Arnold Schwarzenegger, the former California governor, action-movie star, and body builder, can now add the job title of professor to his diverse list of occupations.
Mr. Schwarzenegger and C.L. Max Nikias, the president of the University of Southern California, are set to announce today the establishment of the USC Schwarzenegger Institute for State and Global Policy. The former governor, who holds an honorary doctorate of humane letters from Southern Cal, will be the institute’s Governor Downey Professor of State and Global Policy and will serve as the chairman of its board of advisers.
“Titles are nice,” the former Republican governor said in an interview, when asked how he felt about adding “professor” to the list of ways he could be addressed. But titles are about ego, he said, and what’s more important “is the substance of what we are trying to accomplish.”

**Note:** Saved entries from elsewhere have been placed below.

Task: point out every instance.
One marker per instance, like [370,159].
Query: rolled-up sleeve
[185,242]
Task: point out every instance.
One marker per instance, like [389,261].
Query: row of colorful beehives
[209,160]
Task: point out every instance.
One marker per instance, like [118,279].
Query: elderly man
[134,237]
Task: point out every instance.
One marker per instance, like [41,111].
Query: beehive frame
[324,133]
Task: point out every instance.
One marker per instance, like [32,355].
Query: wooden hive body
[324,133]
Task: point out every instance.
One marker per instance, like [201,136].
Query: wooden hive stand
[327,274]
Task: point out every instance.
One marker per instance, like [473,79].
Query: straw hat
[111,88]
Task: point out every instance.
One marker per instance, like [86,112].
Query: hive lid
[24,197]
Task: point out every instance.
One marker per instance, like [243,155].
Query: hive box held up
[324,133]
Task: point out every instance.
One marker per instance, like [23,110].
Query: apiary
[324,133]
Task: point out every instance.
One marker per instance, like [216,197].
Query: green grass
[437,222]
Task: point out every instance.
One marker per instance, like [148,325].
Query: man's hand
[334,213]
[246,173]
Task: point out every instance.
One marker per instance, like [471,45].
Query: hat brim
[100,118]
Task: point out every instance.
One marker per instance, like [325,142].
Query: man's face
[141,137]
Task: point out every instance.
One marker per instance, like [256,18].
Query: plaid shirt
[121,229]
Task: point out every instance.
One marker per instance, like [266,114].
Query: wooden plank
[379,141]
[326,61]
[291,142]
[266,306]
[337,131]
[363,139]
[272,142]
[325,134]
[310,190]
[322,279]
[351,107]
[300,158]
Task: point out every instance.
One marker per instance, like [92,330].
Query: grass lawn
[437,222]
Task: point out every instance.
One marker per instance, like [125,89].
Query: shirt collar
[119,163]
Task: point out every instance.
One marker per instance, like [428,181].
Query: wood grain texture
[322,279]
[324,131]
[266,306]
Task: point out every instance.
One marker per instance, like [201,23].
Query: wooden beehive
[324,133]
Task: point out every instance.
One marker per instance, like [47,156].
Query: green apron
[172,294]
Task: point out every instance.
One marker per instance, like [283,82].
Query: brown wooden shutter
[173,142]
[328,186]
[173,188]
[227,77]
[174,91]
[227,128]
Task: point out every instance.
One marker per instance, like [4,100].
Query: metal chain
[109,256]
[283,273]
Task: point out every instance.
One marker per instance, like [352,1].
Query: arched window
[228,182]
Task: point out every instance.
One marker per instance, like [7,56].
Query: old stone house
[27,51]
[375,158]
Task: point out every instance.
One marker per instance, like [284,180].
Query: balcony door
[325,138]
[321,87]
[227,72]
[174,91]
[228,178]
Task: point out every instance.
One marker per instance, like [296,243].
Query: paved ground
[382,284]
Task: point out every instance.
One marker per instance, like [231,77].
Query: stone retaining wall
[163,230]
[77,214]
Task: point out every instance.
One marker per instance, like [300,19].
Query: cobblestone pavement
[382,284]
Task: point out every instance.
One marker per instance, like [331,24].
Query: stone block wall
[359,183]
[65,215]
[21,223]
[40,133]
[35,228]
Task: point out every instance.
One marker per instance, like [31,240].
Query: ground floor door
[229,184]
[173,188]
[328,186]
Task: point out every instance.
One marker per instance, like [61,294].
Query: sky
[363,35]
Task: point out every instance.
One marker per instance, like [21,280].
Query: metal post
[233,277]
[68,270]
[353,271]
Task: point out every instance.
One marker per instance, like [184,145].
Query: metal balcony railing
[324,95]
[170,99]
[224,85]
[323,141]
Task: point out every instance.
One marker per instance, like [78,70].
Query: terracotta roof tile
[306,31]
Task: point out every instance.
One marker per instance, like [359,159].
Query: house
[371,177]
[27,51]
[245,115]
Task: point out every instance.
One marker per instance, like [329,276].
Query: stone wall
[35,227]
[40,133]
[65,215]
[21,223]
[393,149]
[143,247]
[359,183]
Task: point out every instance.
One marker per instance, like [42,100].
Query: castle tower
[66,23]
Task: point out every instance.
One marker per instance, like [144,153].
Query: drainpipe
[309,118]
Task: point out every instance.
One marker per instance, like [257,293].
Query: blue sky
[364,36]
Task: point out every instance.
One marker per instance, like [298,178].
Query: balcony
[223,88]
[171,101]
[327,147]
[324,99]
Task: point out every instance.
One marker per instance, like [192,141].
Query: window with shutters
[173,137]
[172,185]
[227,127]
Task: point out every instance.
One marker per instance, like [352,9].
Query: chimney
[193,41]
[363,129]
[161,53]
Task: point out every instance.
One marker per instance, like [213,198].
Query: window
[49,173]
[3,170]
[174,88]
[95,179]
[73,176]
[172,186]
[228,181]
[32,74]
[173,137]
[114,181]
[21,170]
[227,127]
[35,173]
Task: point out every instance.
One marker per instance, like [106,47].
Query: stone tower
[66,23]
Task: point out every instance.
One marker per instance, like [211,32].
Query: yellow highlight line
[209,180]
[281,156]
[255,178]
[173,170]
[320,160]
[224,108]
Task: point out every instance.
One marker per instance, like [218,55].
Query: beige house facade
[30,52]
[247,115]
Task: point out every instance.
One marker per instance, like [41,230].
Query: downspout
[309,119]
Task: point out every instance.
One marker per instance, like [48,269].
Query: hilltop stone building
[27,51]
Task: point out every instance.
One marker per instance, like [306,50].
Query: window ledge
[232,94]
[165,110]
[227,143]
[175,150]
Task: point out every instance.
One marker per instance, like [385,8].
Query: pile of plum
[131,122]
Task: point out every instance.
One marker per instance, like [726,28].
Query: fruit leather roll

The institute, which will be part of USC’s Sol Price School of Public Policy, seeks to promote a new era of post-partisanship, Mr. Schwarzenegger said.
“We should teach people that they can have strong, strong beliefs. If you are a Republican, you should keep your beliefs. If you are a Democrat, you should keep your beliefs,” he said. But students need to be taught, he added, how to get people of different beliefs together and to forge solutions through intelligent and civil discussion.
The Schwarzenegger institute will emphasize the importance of science and evidence in policy making, according to the university’s announcement, and will focus on local and regional solutions as being among the best means to solving global problems. The five policy areas the institute will prioritize are: education, energy and environment, fiscal and economic policy, health and human wellness, and political reform.
The institute’s co-leaders will be Bonnie Reiss, a former California education secretary who was also a senior adviser to Mr. Schwarzenegger when he was governor, and Nancy Staudt, who holds a joint appointment in the university’s Gould School of Law and the Price School of Public Policy. Ms. Reiss will be the institute’s global director, and Ms. Staudt will be its academic director.
An International End Game
Mr. Schwarzenegger is helping to finance the institute. The former governor will provide an initial gift, the amount and terms of which the university declined to disclose. Digital documents from his work as governor, an office Mr. Schwarzenegger held from 2003 to 2011, also will be housed at Southern Cal.
In his role as professor, Mr. Schwarzenegger said he will give talks and lectures on the campus and also at sites across the globe. “My strength is international reputation,” he said. “My end game is to take information overseas.”
He said he is enthusiastic about sharing the knowledge he gained as governor and about hearing from other cities and countries, too, about the experiences they have had that might help others solve problems. Whether it is about training or diet or policy, Mr. Schwarzenegger said, he likes to communicate about the things he has learned about how to be successful.
For example, he said, he used to meet with the world’s top body builders after international competitions, and they would debate such things as where the sport should go and what judging should look like. “This is no different,” he said of how he expects to exchange ideas and lessons with other leaders, and with students, as part of the institute that bears his name. “I always like to go and take what I know and run with it.”